Exploring the remote sensing-based classification of coastal wetlands is significant for their conservation and planning. Hence, this study investigated the Yellow River Delta with the 8-view Landsat8 OIL images from March to October 2019 as the data source. It constructed seven classification schemes based on different features of the images on the Google Earth Engine (GEE) cloud platform. Then, it employed the random forest classifier to classify different feature sets, with the scheme exhibiting the best classification effects selected for mapping the wetland categories of the Yellow River Delta. Considering poor data quality in August and September due to cloud contamination, this study filled in the cloudy zones using the enhanced spatial and temporal adaptive reflectance fusion model (ESTARFM) algorithm. The results show that: ① The predicted images generated from the ESTARFM manifested a high correlation with the real image bands, with R values above 0.73, suggesting that the reconstructed images could be used in this study; ② The random forest algorithm was used to classify the surface feature types in the study area.

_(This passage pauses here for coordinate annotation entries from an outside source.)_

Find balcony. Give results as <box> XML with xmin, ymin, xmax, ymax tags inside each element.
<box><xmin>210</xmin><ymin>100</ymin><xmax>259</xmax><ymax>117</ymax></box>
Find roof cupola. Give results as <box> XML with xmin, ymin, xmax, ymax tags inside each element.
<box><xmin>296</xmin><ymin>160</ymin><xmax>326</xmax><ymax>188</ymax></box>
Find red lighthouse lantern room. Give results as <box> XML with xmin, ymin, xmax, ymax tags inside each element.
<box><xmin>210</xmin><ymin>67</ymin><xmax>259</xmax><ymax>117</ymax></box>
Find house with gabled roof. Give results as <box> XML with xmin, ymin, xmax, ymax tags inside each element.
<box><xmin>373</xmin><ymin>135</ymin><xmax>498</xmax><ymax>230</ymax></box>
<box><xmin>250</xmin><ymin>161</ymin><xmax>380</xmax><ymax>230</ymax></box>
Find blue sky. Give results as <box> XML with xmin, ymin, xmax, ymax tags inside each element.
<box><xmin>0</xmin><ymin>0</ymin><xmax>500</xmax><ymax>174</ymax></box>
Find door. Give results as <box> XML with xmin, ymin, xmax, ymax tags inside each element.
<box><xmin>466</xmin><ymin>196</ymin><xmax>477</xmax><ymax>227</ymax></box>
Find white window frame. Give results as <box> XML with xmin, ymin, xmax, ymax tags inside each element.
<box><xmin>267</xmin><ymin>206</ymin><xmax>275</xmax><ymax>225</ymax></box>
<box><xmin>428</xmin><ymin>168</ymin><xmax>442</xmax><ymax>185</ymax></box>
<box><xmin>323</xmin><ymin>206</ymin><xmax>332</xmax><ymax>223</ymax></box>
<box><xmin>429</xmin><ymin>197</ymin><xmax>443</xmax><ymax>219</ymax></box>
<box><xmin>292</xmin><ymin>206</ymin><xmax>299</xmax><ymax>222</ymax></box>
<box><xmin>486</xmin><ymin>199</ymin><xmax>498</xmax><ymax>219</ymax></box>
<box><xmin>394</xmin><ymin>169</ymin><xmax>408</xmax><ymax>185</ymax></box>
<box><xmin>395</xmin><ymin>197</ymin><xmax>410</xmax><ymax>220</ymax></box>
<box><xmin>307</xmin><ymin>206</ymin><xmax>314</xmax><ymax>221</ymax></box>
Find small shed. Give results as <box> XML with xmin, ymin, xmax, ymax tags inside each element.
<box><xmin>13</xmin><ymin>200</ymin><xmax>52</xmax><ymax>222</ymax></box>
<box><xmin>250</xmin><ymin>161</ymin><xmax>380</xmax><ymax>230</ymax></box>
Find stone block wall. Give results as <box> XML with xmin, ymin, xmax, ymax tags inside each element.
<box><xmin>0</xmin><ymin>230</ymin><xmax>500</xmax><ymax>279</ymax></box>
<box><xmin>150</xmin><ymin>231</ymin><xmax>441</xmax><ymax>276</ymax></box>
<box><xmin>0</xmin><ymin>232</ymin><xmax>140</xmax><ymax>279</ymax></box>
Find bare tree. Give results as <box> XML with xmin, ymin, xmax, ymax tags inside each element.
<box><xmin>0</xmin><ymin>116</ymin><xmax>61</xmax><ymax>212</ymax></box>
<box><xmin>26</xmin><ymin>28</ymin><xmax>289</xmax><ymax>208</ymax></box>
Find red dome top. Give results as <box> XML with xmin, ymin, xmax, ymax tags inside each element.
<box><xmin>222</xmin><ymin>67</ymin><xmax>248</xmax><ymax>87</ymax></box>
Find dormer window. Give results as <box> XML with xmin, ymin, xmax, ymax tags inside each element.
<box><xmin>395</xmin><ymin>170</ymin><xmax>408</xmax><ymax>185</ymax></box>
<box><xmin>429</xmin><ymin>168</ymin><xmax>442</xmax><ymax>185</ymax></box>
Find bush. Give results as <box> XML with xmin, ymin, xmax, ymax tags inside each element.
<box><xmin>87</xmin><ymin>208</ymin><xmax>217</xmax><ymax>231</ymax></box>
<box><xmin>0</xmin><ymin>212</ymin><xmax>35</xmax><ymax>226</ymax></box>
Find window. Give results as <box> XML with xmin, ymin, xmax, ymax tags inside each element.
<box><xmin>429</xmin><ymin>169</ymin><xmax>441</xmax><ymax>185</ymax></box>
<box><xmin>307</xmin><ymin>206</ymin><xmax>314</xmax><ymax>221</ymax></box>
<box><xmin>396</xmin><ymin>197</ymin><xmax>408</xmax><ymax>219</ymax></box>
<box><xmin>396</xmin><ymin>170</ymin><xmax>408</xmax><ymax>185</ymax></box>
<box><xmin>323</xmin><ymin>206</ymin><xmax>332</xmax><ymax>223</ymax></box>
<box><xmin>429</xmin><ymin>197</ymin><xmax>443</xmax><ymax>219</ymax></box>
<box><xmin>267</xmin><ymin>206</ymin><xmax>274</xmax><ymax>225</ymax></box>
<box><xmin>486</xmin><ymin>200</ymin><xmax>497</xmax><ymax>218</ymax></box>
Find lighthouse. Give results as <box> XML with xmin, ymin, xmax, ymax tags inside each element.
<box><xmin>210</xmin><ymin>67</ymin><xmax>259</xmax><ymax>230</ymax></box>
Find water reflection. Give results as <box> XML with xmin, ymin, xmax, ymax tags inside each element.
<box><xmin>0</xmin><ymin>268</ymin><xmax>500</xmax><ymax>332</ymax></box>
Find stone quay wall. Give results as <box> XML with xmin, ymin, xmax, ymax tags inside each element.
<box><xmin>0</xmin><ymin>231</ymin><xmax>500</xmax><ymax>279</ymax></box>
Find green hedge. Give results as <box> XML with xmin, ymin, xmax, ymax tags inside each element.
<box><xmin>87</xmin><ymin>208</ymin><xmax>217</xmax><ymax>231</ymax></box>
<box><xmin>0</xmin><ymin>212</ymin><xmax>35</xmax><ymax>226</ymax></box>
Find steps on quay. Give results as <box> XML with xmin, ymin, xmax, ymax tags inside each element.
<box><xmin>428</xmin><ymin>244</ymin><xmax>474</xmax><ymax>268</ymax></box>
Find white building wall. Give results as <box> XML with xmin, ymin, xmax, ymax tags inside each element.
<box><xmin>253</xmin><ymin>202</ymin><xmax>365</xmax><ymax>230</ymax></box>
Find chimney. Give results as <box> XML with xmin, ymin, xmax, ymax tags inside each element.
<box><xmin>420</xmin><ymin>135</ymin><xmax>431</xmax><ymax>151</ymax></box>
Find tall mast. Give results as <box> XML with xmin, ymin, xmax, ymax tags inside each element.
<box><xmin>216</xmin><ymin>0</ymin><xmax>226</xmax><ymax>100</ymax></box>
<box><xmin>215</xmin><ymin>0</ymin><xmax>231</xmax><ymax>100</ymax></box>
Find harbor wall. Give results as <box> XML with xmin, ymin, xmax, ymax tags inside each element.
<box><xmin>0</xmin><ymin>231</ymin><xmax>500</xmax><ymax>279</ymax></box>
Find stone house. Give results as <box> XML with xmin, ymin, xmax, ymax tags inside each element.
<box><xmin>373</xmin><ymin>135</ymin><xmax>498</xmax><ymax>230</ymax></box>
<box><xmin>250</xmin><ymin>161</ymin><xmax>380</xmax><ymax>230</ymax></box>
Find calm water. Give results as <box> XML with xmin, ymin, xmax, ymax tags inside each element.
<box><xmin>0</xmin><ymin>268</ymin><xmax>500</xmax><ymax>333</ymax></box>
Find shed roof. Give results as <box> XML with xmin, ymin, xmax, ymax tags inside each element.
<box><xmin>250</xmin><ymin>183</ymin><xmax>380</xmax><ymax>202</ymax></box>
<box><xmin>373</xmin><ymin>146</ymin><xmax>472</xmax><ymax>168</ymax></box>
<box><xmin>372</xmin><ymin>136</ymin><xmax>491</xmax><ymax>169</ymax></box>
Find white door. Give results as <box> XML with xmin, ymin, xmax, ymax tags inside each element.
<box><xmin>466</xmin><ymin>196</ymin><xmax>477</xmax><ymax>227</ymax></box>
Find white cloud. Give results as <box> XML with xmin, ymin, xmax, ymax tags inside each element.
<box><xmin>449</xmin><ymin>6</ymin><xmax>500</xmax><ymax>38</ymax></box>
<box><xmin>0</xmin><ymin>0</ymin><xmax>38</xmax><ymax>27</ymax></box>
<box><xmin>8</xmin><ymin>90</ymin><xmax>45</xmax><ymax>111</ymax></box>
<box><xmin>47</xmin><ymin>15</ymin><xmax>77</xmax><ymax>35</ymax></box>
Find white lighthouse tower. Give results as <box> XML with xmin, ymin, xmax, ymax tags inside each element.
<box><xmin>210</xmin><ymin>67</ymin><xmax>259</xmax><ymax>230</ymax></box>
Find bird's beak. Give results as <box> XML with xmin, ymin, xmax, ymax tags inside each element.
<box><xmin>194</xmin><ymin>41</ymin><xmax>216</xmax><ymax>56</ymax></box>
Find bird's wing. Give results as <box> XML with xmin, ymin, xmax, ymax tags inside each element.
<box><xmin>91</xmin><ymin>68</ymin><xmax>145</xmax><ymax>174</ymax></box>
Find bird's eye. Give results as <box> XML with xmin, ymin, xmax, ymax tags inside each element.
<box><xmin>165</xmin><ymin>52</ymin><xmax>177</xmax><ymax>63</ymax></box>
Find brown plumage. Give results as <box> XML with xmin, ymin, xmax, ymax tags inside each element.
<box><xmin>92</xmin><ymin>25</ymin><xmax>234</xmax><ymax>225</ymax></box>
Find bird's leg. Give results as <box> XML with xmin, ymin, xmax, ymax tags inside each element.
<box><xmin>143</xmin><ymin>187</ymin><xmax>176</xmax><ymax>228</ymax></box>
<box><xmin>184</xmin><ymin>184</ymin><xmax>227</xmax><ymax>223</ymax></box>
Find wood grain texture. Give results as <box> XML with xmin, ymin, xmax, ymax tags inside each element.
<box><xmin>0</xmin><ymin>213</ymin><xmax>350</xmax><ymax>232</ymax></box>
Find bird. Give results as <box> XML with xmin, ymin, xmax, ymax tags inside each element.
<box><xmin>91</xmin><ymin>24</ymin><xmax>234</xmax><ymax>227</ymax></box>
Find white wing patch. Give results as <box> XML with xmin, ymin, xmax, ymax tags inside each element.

Through optimal feature selection, the classification results of Scheme 7 demonstrated an overall accuracy of 92.28%, higher than those of conventional schemes, with a Kappa coefficient of 0.91, aligning with the actual wetland conditions. The results of this study can assist in deeply understanding the spatial distributions of different wetlands in the area, and provide a scientific basis for the conservation and planning of the regional ecological environment.